Miss.Tic est une artiste plasticienne et poète d'art urbain née le à Paris. Ses œuvres apparaissent dans le paysage pictural et urbain à partir de 1985.

Biographie

Née à Montmartre d’un immigré tunisien, tantôt ouvrier, tantôt fort des Halles, et d’une mère « paysanne éclairée »[1], Miss.Tic grandit sur la Butte, le quartier des poètes, des peintres et des prostituées ; plus tard, devenue une figure de l'art de la rue, elle utilisera souvent la référence à ce quartier dans ses œuvres et ses performances.

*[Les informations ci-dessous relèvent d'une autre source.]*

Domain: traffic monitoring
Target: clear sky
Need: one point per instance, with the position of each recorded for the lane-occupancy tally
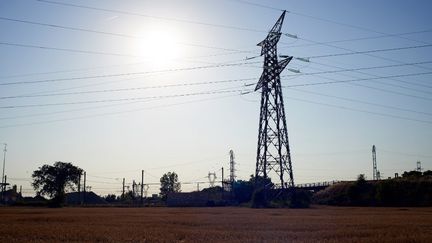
(120, 86)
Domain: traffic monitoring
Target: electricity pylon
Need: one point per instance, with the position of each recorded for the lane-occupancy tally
(273, 152)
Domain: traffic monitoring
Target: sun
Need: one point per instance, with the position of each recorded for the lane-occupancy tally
(159, 46)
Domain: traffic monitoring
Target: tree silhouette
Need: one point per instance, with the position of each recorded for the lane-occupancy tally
(53, 180)
(169, 183)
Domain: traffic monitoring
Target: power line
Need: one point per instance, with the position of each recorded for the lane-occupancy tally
(114, 113)
(118, 100)
(366, 79)
(105, 33)
(153, 16)
(362, 111)
(363, 102)
(331, 21)
(128, 89)
(67, 49)
(371, 51)
(199, 67)
(361, 38)
(384, 83)
(128, 74)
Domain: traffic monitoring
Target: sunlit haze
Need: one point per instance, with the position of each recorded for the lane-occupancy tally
(116, 87)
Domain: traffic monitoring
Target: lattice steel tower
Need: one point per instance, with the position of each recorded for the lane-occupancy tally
(273, 153)
(232, 168)
(374, 175)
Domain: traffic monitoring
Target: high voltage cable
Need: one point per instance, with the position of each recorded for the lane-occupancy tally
(359, 110)
(384, 83)
(201, 83)
(114, 113)
(371, 51)
(129, 74)
(67, 49)
(399, 81)
(153, 16)
(193, 68)
(367, 54)
(334, 81)
(328, 21)
(105, 32)
(360, 38)
(118, 100)
(362, 102)
(198, 45)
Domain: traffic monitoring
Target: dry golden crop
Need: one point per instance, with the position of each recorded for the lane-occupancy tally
(317, 224)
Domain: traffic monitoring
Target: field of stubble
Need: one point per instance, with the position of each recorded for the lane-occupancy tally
(317, 224)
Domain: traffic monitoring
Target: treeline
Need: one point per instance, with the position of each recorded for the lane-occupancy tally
(412, 189)
(259, 192)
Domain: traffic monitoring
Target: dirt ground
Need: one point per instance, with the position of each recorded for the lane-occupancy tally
(316, 224)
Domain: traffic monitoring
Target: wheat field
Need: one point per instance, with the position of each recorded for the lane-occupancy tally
(316, 224)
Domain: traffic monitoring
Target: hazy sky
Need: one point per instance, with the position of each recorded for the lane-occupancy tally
(120, 86)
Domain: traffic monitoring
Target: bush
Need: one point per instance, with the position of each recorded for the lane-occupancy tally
(407, 191)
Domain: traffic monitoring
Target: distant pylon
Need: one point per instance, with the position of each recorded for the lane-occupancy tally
(273, 152)
(232, 167)
(374, 167)
(419, 169)
(212, 178)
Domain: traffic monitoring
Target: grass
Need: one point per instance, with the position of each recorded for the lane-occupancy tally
(317, 224)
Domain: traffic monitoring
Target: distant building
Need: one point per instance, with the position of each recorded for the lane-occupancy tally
(198, 199)
(11, 196)
(89, 198)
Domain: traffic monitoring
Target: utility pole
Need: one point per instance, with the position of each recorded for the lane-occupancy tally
(142, 186)
(232, 168)
(84, 187)
(273, 152)
(222, 179)
(133, 190)
(123, 190)
(4, 163)
(212, 178)
(374, 175)
(79, 188)
(419, 169)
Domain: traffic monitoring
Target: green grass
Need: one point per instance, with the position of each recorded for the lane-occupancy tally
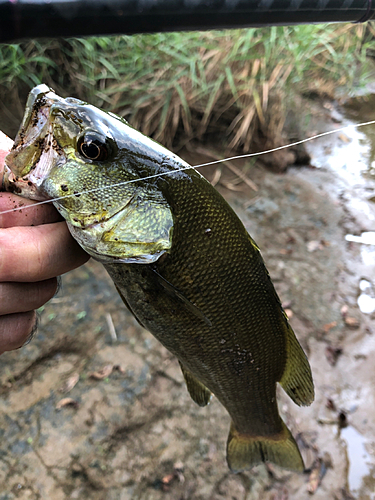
(178, 87)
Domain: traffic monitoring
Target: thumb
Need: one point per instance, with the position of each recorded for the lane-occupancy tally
(5, 145)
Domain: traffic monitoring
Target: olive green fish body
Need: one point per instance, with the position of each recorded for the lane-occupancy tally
(181, 260)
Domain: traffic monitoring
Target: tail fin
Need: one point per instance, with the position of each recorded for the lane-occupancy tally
(245, 451)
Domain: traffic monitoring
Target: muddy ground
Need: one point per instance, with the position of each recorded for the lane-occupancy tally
(129, 429)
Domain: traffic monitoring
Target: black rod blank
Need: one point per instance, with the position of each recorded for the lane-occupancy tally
(52, 18)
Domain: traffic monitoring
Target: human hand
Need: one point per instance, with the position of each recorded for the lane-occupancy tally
(35, 248)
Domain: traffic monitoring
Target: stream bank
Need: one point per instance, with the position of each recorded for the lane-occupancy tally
(95, 408)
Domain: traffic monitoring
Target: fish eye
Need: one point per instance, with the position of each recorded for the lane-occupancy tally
(93, 147)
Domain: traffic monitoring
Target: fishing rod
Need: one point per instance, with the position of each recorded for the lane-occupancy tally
(21, 19)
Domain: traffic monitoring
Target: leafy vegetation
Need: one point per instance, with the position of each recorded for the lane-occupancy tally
(183, 86)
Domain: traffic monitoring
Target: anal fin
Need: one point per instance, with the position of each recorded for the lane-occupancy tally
(297, 379)
(244, 451)
(198, 392)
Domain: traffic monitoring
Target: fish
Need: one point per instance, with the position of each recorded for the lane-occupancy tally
(181, 260)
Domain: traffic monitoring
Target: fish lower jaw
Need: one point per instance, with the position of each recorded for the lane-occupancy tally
(21, 186)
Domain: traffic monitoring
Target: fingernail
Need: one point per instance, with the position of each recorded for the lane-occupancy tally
(32, 333)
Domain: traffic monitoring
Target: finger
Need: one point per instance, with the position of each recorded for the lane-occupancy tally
(25, 213)
(15, 330)
(23, 297)
(38, 253)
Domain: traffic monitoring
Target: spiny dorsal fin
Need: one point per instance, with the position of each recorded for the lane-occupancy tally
(198, 392)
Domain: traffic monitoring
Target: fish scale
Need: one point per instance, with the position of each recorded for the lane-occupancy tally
(181, 260)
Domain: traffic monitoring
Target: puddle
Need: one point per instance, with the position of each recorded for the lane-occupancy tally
(358, 457)
(367, 241)
(362, 109)
(366, 300)
(367, 238)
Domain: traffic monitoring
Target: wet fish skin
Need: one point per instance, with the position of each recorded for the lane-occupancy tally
(181, 260)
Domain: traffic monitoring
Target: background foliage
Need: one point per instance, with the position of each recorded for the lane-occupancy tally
(239, 85)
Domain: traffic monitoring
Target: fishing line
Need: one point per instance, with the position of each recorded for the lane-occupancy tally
(215, 162)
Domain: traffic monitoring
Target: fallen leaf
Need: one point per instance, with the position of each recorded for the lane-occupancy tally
(319, 470)
(344, 311)
(332, 354)
(330, 405)
(102, 373)
(328, 326)
(67, 402)
(344, 138)
(313, 245)
(119, 368)
(69, 384)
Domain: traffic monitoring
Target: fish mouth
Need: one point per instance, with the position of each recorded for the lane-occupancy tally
(35, 150)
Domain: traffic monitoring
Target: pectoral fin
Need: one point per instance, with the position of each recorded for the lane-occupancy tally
(171, 289)
(198, 392)
(297, 379)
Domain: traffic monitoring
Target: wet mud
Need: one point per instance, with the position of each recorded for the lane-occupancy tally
(95, 408)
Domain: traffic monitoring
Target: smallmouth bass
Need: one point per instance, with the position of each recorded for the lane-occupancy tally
(180, 258)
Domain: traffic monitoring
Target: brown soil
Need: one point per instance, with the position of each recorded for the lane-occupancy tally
(130, 429)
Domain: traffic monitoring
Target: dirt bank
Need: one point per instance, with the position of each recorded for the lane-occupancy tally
(129, 429)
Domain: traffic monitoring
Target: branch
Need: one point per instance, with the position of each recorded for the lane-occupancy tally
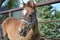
(37, 5)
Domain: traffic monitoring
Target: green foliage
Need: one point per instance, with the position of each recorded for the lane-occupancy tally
(48, 30)
(12, 4)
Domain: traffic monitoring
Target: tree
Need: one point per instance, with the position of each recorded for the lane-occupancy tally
(48, 30)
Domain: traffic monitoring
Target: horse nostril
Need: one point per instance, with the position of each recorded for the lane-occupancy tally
(30, 15)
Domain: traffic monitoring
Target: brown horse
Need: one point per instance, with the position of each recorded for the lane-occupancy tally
(24, 29)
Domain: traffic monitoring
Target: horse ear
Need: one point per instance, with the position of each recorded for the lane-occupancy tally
(23, 4)
(32, 4)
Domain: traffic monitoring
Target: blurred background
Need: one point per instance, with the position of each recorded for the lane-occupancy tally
(48, 12)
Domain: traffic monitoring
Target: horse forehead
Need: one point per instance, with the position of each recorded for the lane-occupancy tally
(24, 11)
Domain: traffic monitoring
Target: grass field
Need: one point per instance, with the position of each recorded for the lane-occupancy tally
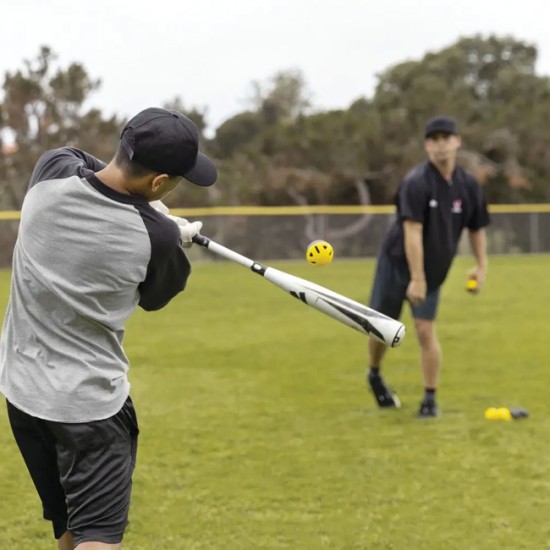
(258, 432)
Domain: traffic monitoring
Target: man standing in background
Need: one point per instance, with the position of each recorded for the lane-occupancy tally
(435, 202)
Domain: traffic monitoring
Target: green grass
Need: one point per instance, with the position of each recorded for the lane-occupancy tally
(257, 430)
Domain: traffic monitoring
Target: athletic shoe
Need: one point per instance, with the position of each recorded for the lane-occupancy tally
(428, 409)
(383, 395)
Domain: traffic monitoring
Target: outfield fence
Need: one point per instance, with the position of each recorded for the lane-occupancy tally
(354, 231)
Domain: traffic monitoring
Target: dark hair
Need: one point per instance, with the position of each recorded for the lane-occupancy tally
(130, 168)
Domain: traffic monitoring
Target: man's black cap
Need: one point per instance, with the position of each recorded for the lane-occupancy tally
(166, 141)
(442, 124)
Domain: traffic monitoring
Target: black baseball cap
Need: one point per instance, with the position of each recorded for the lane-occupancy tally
(164, 140)
(444, 124)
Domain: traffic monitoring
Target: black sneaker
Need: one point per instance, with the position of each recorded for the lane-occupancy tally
(383, 395)
(428, 409)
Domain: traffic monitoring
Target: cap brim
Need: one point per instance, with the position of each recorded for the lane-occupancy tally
(204, 172)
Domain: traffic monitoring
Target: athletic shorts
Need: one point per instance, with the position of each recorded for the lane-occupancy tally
(389, 291)
(82, 472)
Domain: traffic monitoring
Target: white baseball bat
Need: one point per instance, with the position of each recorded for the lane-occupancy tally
(347, 311)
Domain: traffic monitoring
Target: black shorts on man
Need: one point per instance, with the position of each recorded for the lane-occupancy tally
(82, 471)
(389, 291)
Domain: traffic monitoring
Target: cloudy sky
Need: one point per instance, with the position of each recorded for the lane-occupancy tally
(209, 51)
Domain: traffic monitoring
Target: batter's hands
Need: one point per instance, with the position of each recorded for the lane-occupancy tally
(187, 230)
(416, 292)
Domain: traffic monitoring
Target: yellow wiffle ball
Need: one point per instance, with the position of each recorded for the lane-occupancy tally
(471, 285)
(319, 253)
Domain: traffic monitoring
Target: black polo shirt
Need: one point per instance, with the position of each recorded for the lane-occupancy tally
(444, 209)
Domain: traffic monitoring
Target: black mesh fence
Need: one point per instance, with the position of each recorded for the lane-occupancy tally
(352, 235)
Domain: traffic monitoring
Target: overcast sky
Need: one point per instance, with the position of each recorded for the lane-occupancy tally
(209, 51)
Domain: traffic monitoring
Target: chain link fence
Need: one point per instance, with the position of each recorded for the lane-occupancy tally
(277, 237)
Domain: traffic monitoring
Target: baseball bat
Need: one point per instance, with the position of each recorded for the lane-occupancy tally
(347, 311)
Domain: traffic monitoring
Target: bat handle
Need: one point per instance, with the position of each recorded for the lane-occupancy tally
(201, 240)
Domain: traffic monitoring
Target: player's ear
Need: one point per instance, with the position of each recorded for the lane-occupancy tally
(158, 180)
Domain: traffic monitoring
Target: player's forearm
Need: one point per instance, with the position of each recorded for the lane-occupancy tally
(478, 242)
(414, 250)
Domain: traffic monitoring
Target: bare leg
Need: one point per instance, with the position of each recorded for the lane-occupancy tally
(66, 541)
(376, 352)
(430, 352)
(383, 395)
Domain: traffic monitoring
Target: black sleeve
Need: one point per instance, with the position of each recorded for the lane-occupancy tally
(63, 163)
(412, 199)
(168, 268)
(480, 215)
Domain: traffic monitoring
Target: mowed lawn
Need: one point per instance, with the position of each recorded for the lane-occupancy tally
(258, 432)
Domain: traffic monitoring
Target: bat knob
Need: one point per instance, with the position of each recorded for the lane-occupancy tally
(399, 335)
(201, 240)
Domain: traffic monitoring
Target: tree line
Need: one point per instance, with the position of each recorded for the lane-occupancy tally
(283, 151)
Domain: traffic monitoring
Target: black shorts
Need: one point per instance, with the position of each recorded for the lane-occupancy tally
(82, 472)
(389, 291)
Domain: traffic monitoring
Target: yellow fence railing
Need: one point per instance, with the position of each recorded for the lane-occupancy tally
(305, 210)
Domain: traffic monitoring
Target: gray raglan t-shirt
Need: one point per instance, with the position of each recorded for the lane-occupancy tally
(86, 256)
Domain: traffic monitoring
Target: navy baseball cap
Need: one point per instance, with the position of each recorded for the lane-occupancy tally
(166, 141)
(443, 124)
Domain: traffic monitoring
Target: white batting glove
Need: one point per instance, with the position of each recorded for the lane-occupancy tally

En 1964, changement de décor, sa famille s’installe à la Cité des aviateurs à Orly. En 1966, sa mère, son frère et sa grand-mère meurent dans un accident de voiture ; les séquelles de ce drame feront d’elle une « gauchère obligée »[2]. En 1972, son père décède d’une crise cardiaque ; elle a seize ans. À la fin de ses études secondaires, elle se forme pendant plusieurs années au gré de travaux d’arts appliqués – décor de théâtre[3], maquette, photogravure[4] –, puis part s'installer en Californie au début des années 1980.

Ses débuts

De retour en France , à la suite d’un dépit amoureux, Miss.Tic décide d’utiliser ce dissentiment comme une pratique artistique, avec le pochoir à la bombe comme technique, et les murs comme support[5]. Bien que n’ayant suivi aucune formation en école d’art, cette aventurière en poésie ne manque pas de prétentions plastiques. Ses autoportraits, encore sommaires, sont rehaussés d’épigrammes à base de jeu de mots, de calembours, qui composent une chronique de son existence.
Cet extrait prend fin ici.